This anticipatory immunocomputing model is useful for detecting potential problems in a complex dynamic system. Rather than wait for an unexpected event to occur and then react to it, the present system provides a higher level of preparation than prior immunocomputing models that were based on the humoral or adaptive human immune systems alone. Specifically, the present invention's use of anticipatory mechanisms allows the CNR system to respond to an attack far more rapidly, effectively and efficiently than any other approach because it brings precisely the right amount of defenses to tackle a particular problem at a particular time.
(2) Hybrid Synthesis of Immunocomputing Models Applied to CNR System
Processes of the three main immunocomputing models are combined into a hybrid synthetic mechanism in the present invention. While the anticipatory immune system presented here is useful for modeling possible threats to the CNR system, and the adaptive immune system is useful for learning from prior events, both of these models will call upon the humoral immune system in order to summon the reserves of antibodies that do the actual attacking of the antigens. The anticipatory immune system is highly analytical and focuses on obtaining and analyzing data sets in order to perform its modeling so that it may present simulations about potential future scenario behaviors. The adaptive immune system is an intermediate approach that develops models based on limited current and past-based information about existing antigens that is analyzed in real time. The novel antigens are then integrated into specific antibodies to be used for detection of similar antigens.

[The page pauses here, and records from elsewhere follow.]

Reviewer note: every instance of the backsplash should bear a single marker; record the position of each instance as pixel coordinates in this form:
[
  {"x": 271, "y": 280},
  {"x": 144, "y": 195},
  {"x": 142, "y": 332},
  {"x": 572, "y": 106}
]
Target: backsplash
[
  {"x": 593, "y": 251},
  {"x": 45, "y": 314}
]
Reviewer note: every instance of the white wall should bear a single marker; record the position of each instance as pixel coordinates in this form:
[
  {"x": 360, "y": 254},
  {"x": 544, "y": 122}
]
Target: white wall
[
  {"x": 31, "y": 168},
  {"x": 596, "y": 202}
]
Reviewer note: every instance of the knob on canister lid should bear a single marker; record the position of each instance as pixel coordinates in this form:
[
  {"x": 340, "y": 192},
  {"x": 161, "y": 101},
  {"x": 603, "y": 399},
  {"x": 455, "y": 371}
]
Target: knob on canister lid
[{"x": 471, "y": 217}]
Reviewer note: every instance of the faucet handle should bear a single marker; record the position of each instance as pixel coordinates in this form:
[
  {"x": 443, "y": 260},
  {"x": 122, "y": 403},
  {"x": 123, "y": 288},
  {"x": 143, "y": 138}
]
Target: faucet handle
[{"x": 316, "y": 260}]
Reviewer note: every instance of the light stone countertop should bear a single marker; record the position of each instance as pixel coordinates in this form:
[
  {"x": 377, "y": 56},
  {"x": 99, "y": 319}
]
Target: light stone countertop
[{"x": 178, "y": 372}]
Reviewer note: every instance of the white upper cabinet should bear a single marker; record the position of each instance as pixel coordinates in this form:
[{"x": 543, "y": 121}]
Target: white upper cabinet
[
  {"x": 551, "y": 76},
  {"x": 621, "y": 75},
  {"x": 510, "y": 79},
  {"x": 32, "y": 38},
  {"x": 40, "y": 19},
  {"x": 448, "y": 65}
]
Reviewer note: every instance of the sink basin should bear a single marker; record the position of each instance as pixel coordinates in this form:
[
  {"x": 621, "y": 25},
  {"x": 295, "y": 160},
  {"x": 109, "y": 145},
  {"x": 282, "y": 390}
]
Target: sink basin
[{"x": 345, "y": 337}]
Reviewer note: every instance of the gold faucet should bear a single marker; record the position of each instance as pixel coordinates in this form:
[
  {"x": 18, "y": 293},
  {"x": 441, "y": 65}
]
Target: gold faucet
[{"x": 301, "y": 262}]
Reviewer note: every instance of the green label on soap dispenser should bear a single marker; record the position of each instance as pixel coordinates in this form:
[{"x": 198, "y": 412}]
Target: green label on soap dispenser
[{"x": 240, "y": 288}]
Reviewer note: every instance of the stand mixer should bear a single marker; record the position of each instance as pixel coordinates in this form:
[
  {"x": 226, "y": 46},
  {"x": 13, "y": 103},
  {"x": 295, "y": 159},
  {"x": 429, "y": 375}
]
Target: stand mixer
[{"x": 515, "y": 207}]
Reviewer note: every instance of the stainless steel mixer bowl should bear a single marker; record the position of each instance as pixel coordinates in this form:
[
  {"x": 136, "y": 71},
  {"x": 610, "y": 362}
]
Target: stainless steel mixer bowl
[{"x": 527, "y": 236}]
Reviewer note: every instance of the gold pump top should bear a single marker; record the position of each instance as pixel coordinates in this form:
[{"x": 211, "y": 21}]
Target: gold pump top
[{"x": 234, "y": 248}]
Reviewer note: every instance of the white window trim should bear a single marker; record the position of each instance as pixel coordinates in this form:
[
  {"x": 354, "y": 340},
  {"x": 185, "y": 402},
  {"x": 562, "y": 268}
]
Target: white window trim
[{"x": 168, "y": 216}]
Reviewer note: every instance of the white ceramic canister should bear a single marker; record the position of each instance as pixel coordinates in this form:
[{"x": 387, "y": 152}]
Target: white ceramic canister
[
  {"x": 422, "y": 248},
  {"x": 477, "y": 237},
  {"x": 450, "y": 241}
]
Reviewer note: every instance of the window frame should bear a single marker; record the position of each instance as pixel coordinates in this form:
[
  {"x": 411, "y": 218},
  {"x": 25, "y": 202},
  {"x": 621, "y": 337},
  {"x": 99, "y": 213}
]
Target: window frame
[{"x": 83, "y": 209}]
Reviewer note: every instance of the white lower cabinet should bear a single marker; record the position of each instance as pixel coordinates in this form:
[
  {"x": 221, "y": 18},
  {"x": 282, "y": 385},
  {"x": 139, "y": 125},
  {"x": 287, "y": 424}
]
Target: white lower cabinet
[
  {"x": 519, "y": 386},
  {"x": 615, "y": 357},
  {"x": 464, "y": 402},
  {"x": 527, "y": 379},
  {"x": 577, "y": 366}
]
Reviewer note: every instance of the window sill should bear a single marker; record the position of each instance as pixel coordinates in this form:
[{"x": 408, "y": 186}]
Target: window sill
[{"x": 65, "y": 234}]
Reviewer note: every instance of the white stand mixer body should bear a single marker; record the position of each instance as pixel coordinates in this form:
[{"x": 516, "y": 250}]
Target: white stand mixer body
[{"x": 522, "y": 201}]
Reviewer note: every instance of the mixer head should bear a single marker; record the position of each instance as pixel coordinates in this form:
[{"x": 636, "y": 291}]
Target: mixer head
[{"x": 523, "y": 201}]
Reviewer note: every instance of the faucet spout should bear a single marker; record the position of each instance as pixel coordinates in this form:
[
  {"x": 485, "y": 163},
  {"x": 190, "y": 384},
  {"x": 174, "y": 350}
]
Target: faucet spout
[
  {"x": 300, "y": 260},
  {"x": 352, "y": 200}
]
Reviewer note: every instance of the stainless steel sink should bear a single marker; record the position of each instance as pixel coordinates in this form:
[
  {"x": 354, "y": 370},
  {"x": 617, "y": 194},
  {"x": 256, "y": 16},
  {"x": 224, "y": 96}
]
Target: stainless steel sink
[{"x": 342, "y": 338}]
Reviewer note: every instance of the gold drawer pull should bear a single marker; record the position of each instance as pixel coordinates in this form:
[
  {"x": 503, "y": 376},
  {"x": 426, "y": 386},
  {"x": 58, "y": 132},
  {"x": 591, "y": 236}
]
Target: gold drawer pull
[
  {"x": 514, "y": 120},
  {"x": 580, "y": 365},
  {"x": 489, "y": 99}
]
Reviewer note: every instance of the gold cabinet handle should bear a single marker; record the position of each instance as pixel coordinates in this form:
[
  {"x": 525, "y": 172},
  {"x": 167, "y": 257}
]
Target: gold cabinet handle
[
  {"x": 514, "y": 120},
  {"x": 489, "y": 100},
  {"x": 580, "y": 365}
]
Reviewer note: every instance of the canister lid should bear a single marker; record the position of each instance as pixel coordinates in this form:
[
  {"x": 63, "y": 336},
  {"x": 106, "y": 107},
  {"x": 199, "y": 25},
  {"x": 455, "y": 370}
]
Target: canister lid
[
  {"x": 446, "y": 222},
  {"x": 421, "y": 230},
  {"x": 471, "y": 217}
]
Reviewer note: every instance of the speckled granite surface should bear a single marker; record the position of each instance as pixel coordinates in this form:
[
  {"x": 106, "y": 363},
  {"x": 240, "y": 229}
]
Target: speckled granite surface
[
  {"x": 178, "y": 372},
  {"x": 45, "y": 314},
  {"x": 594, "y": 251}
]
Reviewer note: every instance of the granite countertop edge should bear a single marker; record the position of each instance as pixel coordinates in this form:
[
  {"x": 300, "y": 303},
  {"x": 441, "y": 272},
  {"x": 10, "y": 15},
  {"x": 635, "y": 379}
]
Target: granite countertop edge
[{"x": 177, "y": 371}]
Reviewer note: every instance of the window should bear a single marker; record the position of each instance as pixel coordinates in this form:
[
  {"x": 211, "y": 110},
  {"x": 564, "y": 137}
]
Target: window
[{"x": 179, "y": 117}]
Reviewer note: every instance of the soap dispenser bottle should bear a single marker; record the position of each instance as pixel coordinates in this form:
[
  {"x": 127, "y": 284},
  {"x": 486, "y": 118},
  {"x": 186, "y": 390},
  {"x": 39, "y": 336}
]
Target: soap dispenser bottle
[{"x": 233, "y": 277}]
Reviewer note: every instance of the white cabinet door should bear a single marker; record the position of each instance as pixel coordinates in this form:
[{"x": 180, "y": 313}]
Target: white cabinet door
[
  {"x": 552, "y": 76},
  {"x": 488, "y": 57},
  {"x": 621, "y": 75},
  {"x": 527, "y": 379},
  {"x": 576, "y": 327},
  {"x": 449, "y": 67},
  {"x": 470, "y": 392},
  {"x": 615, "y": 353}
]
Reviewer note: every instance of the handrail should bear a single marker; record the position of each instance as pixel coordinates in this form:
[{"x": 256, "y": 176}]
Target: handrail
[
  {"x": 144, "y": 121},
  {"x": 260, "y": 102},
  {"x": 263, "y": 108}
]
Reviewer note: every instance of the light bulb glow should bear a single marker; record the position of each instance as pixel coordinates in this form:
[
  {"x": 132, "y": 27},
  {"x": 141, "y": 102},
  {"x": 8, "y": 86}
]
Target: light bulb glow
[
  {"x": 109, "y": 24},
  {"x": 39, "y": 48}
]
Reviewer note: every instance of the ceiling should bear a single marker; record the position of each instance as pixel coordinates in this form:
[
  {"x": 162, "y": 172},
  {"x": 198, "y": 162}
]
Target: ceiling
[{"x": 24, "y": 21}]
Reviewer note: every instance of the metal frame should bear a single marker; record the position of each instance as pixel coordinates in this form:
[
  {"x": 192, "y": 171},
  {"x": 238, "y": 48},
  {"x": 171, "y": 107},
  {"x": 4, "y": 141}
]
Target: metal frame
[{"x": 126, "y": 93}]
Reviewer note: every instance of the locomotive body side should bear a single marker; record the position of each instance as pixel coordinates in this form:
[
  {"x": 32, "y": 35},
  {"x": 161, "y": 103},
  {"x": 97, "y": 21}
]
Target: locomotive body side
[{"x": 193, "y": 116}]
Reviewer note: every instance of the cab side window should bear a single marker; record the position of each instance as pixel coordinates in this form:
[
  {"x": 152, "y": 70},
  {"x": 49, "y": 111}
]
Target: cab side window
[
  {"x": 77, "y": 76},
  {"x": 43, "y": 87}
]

Because the successive phases of the cascade effect of numerous proteins (antibodies) working together to defeat a known antigen are able to learn from prior phases, the humoral immune system processes are optimized. As the later phases of the successive groups of antibodies obtain information on the progress of the events, the newest information is passed on to the later phases in order to allow the succeeding phases to perfect the process by adapting to the threat.
In particular, the CNR teams learn from prior events and the feedback obtained from the process of interacting with the environment. The CNR teams will then request a next phase of N-EHW, or adapted, CNRs in order to accomplish a task.
By designing a system that combines all three immunocomputing models--the humoral, the adaptive and the anticipatory--the present system provides a powerful suite of approaches that will defeat attacks and solve complex problems. Specifically, the three immunocomputing subsystems work together to simultaneously attack prior antigens, analyze and attack novel antigens (which are then remembered for future attack by the adaptive function so the humoral immune system's cascade effects will be activated when the pathogen is encountered) and anticipate potential antigens, thus providing long-term insurance against powerful and destructive unknowable antigens.
All three main immunocomputing models share learning mechanisms to develop a hybrid model that combines the strengths of all the models.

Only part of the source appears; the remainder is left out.